I wasn't really made for that sort of training. I'm a South Asian immigrant, I am a Muslim, I am a woman, and I am poor. College was a training that mostly sees the world for its disorder and dissonance. Despite the questioning of order, believe it or not, it is hard to avoid Western, patriarchal*, elitist values, since they are the values that get an American college its credibility. I at least attended a Catholic University that wore its Christian values on its sleeve and did not worship secularism.

While college helped me see my place in society, which I had previously felt I was lacking and that I needed to work hard and be creative to earn, it is a place in society where I increasingly feel like I am trespassing, a place I cannot earn no matter how hard I work. But it's a place that is rightfully mine. My college degree mostly made me painfully aware of the possibility that I struggle in futility. This is not something I am willing to easily accept.
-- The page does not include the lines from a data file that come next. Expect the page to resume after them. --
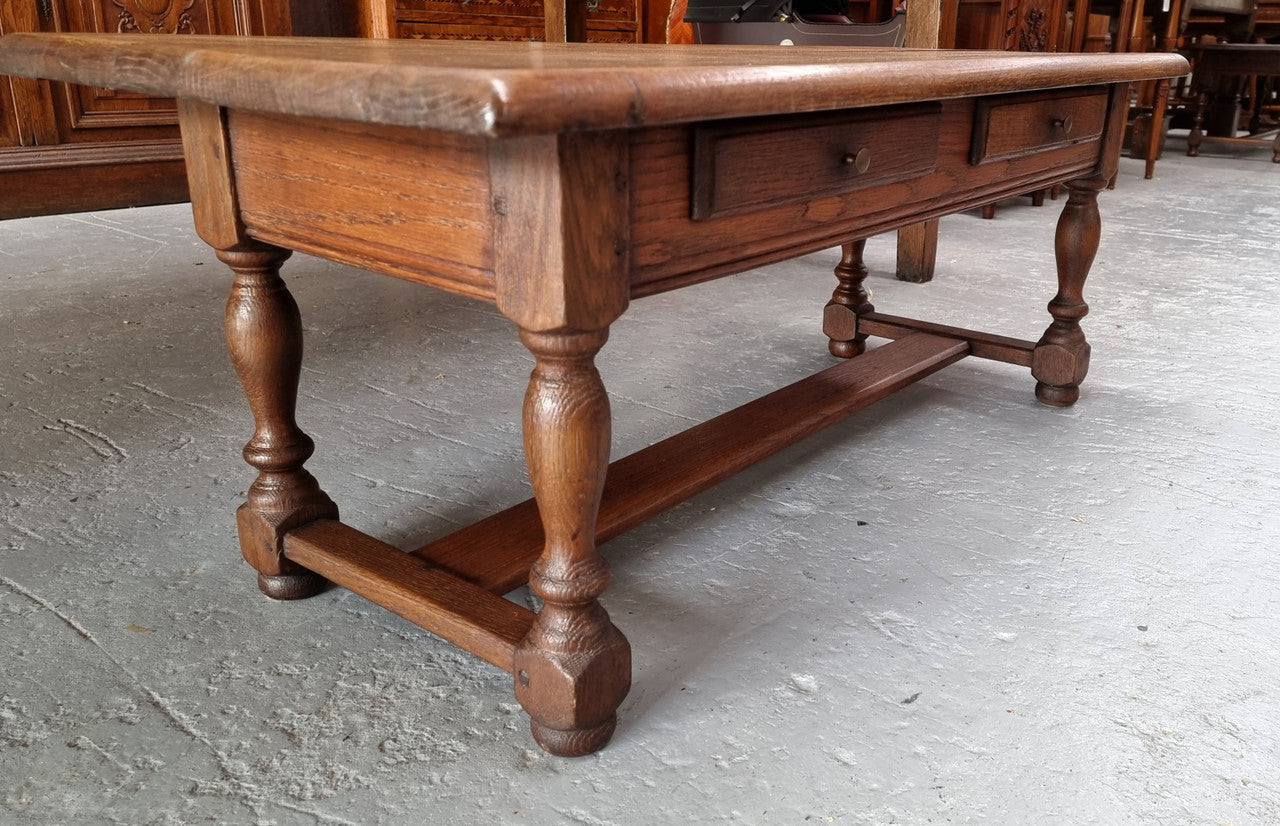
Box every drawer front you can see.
[396,0,636,27]
[692,104,941,220]
[396,15,639,44]
[969,88,1108,165]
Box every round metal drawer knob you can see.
[840,146,872,174]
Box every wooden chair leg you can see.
[897,218,938,284]
[1144,78,1169,181]
[218,243,338,599]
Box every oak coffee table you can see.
[0,35,1187,756]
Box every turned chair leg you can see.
[218,243,338,599]
[1187,92,1208,158]
[1032,177,1107,407]
[822,239,876,359]
[513,330,631,757]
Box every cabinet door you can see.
[46,0,289,143]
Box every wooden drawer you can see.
[396,0,636,28]
[692,104,941,220]
[396,15,639,44]
[969,87,1108,164]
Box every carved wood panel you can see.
[58,0,288,142]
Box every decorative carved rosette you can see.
[111,0,196,35]
[1018,9,1048,51]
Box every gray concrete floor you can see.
[0,137,1280,826]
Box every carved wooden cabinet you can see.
[945,0,1065,51]
[362,0,640,44]
[0,0,299,218]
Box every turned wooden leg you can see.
[895,218,938,284]
[515,330,631,757]
[1187,92,1208,158]
[1143,78,1169,181]
[218,243,338,599]
[1032,178,1107,407]
[822,239,876,359]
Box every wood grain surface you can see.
[0,33,1188,136]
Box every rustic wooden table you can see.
[0,35,1185,754]
[1185,44,1280,164]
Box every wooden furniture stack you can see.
[0,0,350,219]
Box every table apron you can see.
[227,85,1125,300]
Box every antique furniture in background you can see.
[1185,44,1280,158]
[0,35,1187,756]
[356,0,650,44]
[0,0,340,219]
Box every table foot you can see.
[513,329,631,757]
[218,243,338,599]
[822,238,876,359]
[1032,177,1107,407]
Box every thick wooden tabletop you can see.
[0,33,1187,136]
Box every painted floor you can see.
[0,137,1280,826]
Questioning order is infinitely constructive for the privileged, for people that order benefits. But of course they are the least likely to do so. That leaves it for those who order has forsaken. But after a certain point, for those that order has forsaken and has left to question it, all order becomes an enemy, life becomes meaningless and their questions become a threat to no one but themselves. This becomes a sort of order itself, created and supported by human error and subterfuge. It is unsettling to realize that you are not of the former group, though you've been a confident, straight "A" student your whole life, when you are in the middle of college.

I have to believe that order can be good. I have to see it. When a library patron is scanning a shelf that I ensured was organized, when someone comes in for something and I know exactly where it is, when I can learn from my mistakes rather than feel like everything I do is a mistake, it helps me feel that I can earn my place as a positive aspect of a constructive order.

Obviously, I don't think the objective way that libraries are ordered is a way that people can be ordered because people are not objects and what is just for objects is not just for subjects. Order should contain justice because a belief in order requires a belief in justice. This belief in justice is apparent in religion, and so religion has been called "The opium of the masses," and "slave mentality," Marx and Nietzsche respectively, for it's support of unjust order through a belief in cosmic justice. But that's what's called "blaming the victim," in my book, and it's ridiculous to blame disenfranchised people who can empower themselves by believing in any greater order.

So as it turns out, not all minimum wage jobs are soul-crushing.



*You can be a patriarchal feminist. You probably are one if you think matriarchal societies and lesbians are all feminists. Chew on that now.